Since the model is "comprehensive", then hybridization must be included. The only parts of the model that include reticulate histories are gene transfer and transfer-loss, so this is where hybridization must be. Possibly, polyploid hybridization is included in "gene transfer" (an increase in the number of gene copies), and homoploid hybridization is included in "transfer-loss" (maintaining the same number of genes).

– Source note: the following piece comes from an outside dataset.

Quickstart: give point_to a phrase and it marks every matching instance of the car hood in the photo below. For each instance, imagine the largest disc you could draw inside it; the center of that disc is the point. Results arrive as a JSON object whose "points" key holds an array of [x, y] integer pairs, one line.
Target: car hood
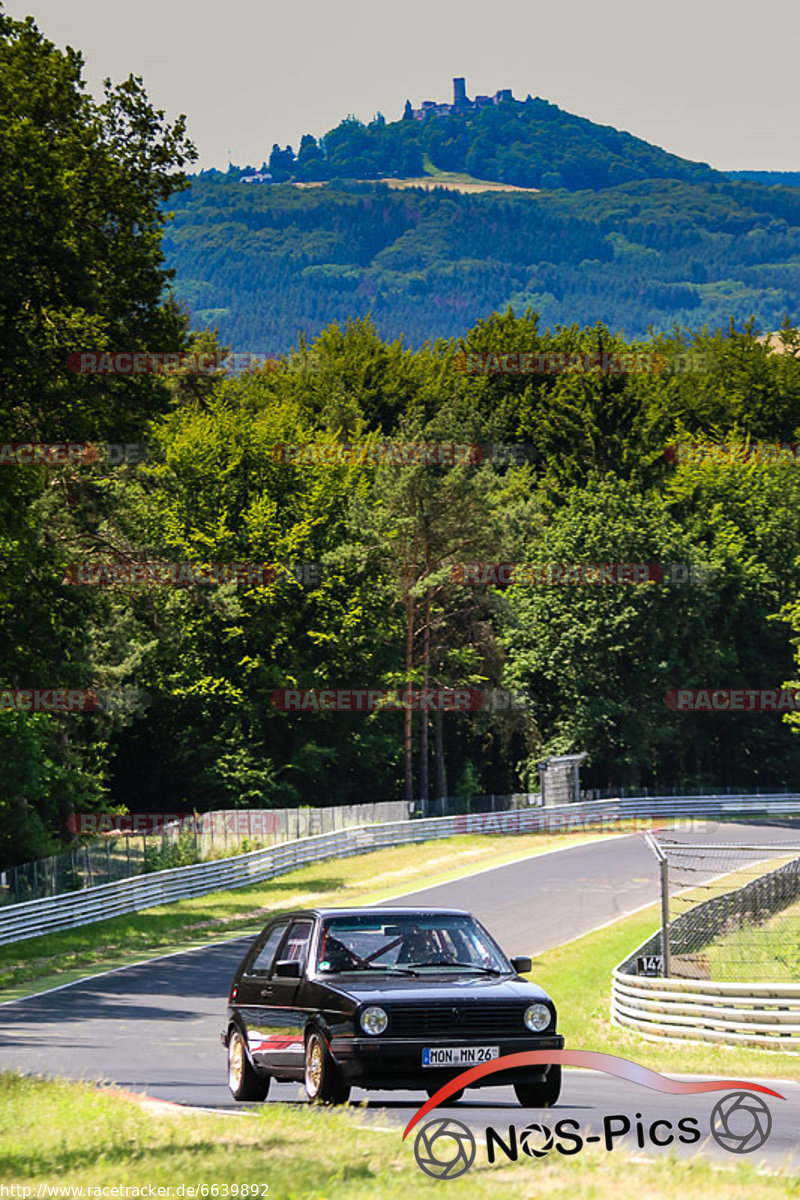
{"points": [[432, 988]]}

This seems to be a simple example of the idea that different types of reticulation events cannot be distinguished from each other. Genomic material moves from one place to another in contemporaneous organisms, either sexually (introgression, hybridization) or asexually (lateral gene transfer). There is nothing intrinsic about gene trees to tell us which mechanism is involved in any given reticulation, other than the relative positions of the donor and recipient in the "species tree" and the possibility of time inconsistency.

This leads to the question of why horizontal gene movement is called "transfer" in one model (2) and "hybridization" in the other (1).